At rest, the bicycle is unstable because it has no base of support. A base of support is the polygon formed by an object's contact points with the ground. For example, a table has a square or rectangular base of support defined by its four legs as they touch the floor. As long as an object's center of gravity (the effective location of its weight) is above this base of support, the object is statically stable. That stability has to do with the object's increasing potential (stored) energy as it tips-tipping a statically stable object raises its center of gravity and gravitational potential energy, so that it naturally accelerates back toward its upright position. Since a bicycle has only two contact points with the ground, the base of support is a line segment and the bicycle can't have static stability.

But when the bicycle is heading forward, it automatically steers its wheels underneath its center of gravity. Just as you can balance a broom on you hand if you keep moving your hand under the broom's center of gravity, a bicycle can balance if it keeps moving its wheels under its center of gravity. This automatic steering has to do with two effects: gyroscopic precession and bending of the bicycle about its steering axis.

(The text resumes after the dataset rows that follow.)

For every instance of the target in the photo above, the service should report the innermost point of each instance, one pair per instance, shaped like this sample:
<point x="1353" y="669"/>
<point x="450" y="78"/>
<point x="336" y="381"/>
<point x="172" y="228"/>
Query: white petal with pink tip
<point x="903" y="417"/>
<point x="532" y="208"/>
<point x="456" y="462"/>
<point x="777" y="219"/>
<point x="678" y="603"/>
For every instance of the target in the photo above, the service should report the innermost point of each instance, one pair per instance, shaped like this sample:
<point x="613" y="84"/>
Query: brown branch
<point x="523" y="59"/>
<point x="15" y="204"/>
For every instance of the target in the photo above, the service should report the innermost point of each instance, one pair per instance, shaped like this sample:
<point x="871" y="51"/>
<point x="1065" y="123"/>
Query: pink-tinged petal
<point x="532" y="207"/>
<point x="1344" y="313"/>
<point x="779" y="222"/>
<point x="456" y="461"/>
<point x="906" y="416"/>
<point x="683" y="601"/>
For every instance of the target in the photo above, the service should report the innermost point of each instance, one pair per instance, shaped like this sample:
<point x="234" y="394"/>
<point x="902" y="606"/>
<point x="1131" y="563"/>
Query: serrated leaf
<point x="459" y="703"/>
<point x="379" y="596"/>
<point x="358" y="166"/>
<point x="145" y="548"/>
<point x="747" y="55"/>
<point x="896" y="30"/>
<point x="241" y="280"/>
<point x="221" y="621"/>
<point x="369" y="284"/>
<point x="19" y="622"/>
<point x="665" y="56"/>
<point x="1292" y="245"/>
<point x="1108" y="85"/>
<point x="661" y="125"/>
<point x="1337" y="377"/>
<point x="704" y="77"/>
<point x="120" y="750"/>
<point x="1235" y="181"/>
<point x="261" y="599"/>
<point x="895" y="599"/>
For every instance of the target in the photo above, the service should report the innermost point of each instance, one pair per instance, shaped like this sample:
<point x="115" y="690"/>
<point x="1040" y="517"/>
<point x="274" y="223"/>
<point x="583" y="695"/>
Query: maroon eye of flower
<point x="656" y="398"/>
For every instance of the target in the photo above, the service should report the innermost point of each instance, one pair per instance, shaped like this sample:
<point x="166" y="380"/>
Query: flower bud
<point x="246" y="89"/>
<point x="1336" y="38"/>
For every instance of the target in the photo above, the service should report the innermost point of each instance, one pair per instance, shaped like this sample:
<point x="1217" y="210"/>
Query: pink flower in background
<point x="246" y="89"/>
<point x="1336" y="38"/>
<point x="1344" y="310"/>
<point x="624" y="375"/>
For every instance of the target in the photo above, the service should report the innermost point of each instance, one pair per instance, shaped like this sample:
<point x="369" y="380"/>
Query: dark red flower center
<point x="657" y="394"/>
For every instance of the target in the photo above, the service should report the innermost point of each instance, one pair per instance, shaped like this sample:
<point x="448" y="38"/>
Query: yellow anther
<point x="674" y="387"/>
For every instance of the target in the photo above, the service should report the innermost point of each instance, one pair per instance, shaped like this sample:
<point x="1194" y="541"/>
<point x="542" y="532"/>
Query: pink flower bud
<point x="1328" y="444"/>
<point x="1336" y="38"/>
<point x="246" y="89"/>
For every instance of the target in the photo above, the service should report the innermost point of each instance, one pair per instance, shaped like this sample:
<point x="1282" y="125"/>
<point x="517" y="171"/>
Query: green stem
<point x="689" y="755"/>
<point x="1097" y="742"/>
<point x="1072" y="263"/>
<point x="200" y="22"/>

In the gyroscopic precession steering, the spinning wheel behaves as a gyroscope. It has angular momentum, a conserved quantity of motion associated with spinning, and this angular momentum points toward the left (a convention that you can understand by pointing the curved fingers of your right hand around in the direction of the tire's motion; your thumb will then point to the left). When the bicycle begins to lean to one side, for example to the left, the ground begins to twist the front wheel. Since the ground pushes upward on the bottom of that wheel, it tends to twist the wheel counter-clockwise according to the rider. This twist or torque points toward the rear of the bicycle (again, when the fingers of your right hand arc around counterclockwise, your thumb will point toward the rear). When a rearward torque is exerted on an object with a leftward angular momentum, that angular momentum drifts toward the left-rear. In this case, the bicycle wheel steers toward the left. While I know that this argument is difficult to follow, since angular effects like precession challenge even first-year physics graduate students, but the basic result is simple: the forward moving bicycle steers in the direction that it leans and naturally drives under its own center of gravity. You can see this effect by rolling a coin forward on a hard surface: it will automatically balance itself by driving under its center of gravity.

In the bending effect, the leaning bicycle flexes about its steering axis. If you tip a stationary bicycle to the left, you see this effect: the bicycle will steer toward the left. That steering is the result of the bicycle's natural tendency to lower its gravitational potential energy by any means possible. Bending is one such means. Again, the bicycle steers so as to drive under its own center of gravity.

These two automatic steering effects work together to make a forward moving bicycle surprisingly stable. Children's bicycles are designed to be especially stable in motion (for obvious reasons) and one consequence is that children quickly discover that they can ride without hands. Adult bicycles are made less stable because excessive stability makes it hard to steer the bicycle.